A 7-day low-sodium (51.3 mmol sodium/day) followed by a 7-day high-sodium intervention (307.8 mmol sodium/day) was conducted among 1,906 Han participants from rural north China. BP measurements were obtained at baseline and the end of each intervention period using a random-zero sphygmomanometer.
We identified a significant association between a rare ADD1 variant rs17833172 and SBP, DBP, and MAP responses to high-sodium (p-values<0.0001) and DBP response to low-sodium (p-value=0.002). Participants homozygous for the variant A allele of this marker had SBP, DBP, and MAP responses (95% confidence interval) to high-salt of 1.6 (−1.8, 4.9), −0.8 (−5.6, 4.0), and −0.1 (−4.0, 3.9) mmHg, respectively, versus corresponding responses of 4.6 (2.5, 6.6), 1.7 (−0.2, 3.6), and 2.7 (0.9, 4.4) mmHg, respectively, for those who were heterozygous or homozygous for the G allele. In addition, participants with at least one copy of the A allele of SNP rs1129649 of the GNB3 gene had significantly decreased MAP response to low-salt compared to homozygotes for the C allele (p-value=0.004) with responses of −3.4 (−3.8, −3.0) versus −4.2 (−4.6, −3.8) mmHg, respectively.
These data support a role for the ADD1 and GNB3 genes in BP salt-sensitivity. Future studies aimed at replicating these novel findings are warranted.
Individuals with salt-sensitivity of blood pressure (BP) are usually unable to excrete excess sodium without experiencing a concurrent increase in arterial pressure 1, 2. These individuals are at increased risk for essential hypertension, cardiovascular disease (CVD), and premature death 3, 4. There is strong evidence that genetic mechanisms may underlie the inter-individual variation in BP response to salt intake 5–7. Genes encoding intracellular messenger proteins that influence renal sodium handling are biologically plausible candidate genes that could be involved with BP salt-sensitivity. Both the guanine nucleotide binding protein (G protein) beta polypeptide 3 (GNB3) and alpha-adducin (ADD1) genes have been implicated in BP salt-sensitivity due to their potential biological effects on sodium homeostasis via sodium-proton exchanger activity and renal tubular sodium reabsorption, respectively 7. Several reports have investigated the association between the GNB3 C825T and ADD1 Gly460Trp polymorphisms and BP responses to sodium 7. However, there have been no studies aimed at characterizing other variants in these genes that could play an important role in BP salt-sensitivity.
The current study was conducted in a large, homogeneous sample of Han Chinese participants, who took part in the Genetic Epidemiology Network of Salt-Sensitivity (GenSalt). The objective of our study was to examine the association between twelve single nucleotide polymorphisms (SNPs), which provided full coverage of the GNB3 and ADD1 genes in the Chinese population, and systolic (SBP), diastolic (DBP), and mean arterial (MAP) pressure responses to a dietary sodium intervention.
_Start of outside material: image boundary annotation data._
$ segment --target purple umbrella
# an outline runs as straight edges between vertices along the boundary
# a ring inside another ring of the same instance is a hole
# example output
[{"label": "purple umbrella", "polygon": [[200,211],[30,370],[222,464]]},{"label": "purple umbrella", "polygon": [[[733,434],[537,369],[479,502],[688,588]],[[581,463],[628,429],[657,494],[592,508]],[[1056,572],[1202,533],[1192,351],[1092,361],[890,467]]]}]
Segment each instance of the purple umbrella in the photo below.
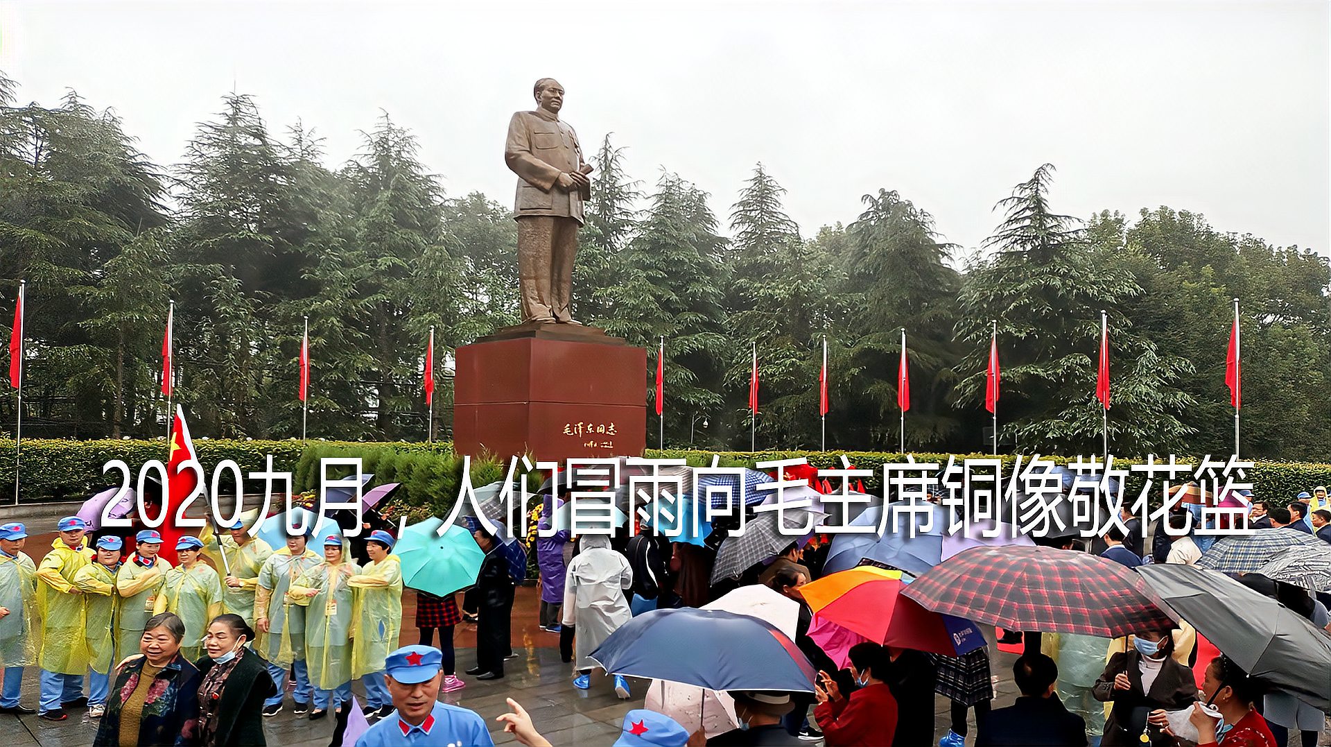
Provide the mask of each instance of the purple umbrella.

The GenSalt study was conducted in a Han Chinese population from rural areas of northern China where habitual salt-intake is high. A community-based BP screening was conducted among persons aged 18 to 60 years in the study villages to identify potential probands and their families. Those with a mean SBP between 130–160 mmHg and/or a DBP between 85–100 mmHg and no use of antihypertensive medications and their spouses, siblings and offspring were recruited for the dietary intervention study. Detailed eligibility criteria for the probands and spouses/siblings/offspring have been presented elsewhere 8. Individuals who had stage-2 hypertension, secondary hypertension, clinical cardiovascular disease, diabetes, chronic kidney disease, current use of antihypertensive or antidiabetic medications or insulin, pregnancy, heavy alcohol consumption, or current use of a low-sodium diet were excluded from the study. Among the 1,906 eligible participants from 637 families, 1,871 (98.2%) and 1,860 (97.6%) completed the low- and high-sodium interventions, respectively, and were included in the current analysis.
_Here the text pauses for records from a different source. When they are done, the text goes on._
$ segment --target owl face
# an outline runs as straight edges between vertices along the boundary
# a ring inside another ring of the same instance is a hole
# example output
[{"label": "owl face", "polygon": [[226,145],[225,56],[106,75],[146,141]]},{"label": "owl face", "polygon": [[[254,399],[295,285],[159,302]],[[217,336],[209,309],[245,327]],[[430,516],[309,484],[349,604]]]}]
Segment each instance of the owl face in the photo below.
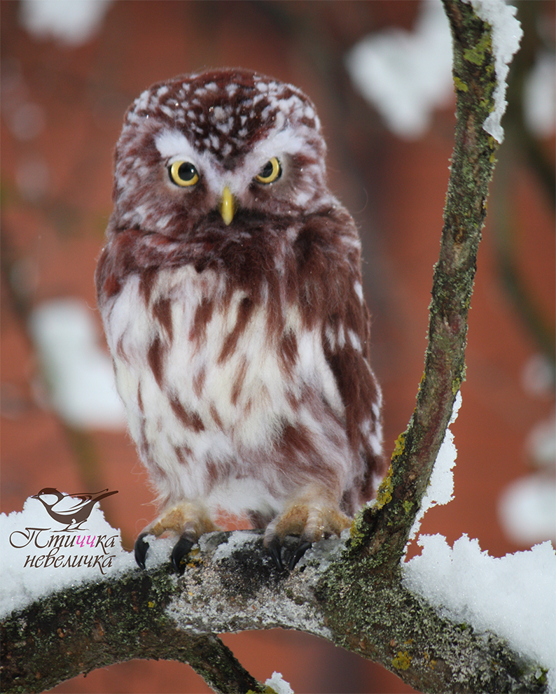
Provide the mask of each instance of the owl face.
[{"label": "owl face", "polygon": [[116,146],[116,226],[176,238],[201,220],[231,232],[307,214],[328,194],[325,150],[312,104],[289,85],[244,70],[155,85]]}]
Institutional Review Boards at all of the participating institutions approved the GenSalt study. Written informed consents for the baseline observation and intervention program were obtained from each participant.
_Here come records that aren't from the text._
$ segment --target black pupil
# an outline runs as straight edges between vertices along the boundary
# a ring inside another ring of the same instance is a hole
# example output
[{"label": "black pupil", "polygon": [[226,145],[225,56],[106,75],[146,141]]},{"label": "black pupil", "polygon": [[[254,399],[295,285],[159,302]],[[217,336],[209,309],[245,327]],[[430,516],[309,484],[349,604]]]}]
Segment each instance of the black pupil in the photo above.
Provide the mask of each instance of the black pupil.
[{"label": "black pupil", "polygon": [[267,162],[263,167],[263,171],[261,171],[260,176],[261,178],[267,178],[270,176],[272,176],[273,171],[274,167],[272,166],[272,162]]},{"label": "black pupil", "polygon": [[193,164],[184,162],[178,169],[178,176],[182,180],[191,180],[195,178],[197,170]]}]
The study participants received a 7-day low-sodium diet (3 grams of sodium chloride or 51.3 mmol of sodium per day) followed by a 7-day high-sodium diet (18 grams of sodium chloride or 307.8 mmol of sodium per day). During the period of sodium intervention, other dietary nutrient intake remained unchanged. Total energy intake was varied according to each participant’s baseline energy intake. All study foods were cooked without salt, and pre-packaged salt was added to the individual study participant’s meal when it was served by the study staff. To ensure study participants’ compliance to the intervention program, they were required to have their breakfast, lunch and dinner at the study kitchen under supervision of the study staff during the entire study period. The study participants were instructed to avoid consuming any foods that were not provided by study personnel. Three timed urinary specimens (one 24–hour and two overnight) were collected at baseline and at the end of each phase of intervention (days 5, 6, and 7) to monitor each participants’ compliance with their dietary sodium intervention. The timed overnight urinary excretions of sodium and potassium were converted to 24-hour values based on a formula developed from data in this study. The results from the 24-hour urinary excretions of sodium showed excellent compliance with the study diet: the mean (standard deviation) 24-hour urinary excretions of sodium and potassium were 242.4 (66.7) mmol and 36.9 (9.6) mmol at baseline, 47.5 (16.0) and 31.4 (7.7) at the end of the low-sodium intervention period, and 244.3 (37.7) and 35.7 (7.5) at the end of the high-sodium intervention period, respectively.
A standard questionnaire was administered by trained staff at the baseline examination to collect information on family structure, demographic characteristics, personal and family medical history, and lifestyle risk factors. Three morning BP measurements were obtained according to a standard protocol during each of the 3-days of baseline observation and on days 5, 6 and 7 of each intervention period by trained and certified observers using a random–zero sphygmomanometer 9. BP was measured with the participant in the sitting position after 5 minutes of rest. In addition, participants were advised to avoid alcohol, cigarette smoking, coffee/tea, and exercise for at least 30 minutes prior to their BP measurements. All BP observers were blinded to the participant’s dietary intervention. Body weight and height were measured twice in light indoor clothing without shoes during the baseline examination. Body mass index (BMI) was calculated as kilograms per meters squared (kg/m2).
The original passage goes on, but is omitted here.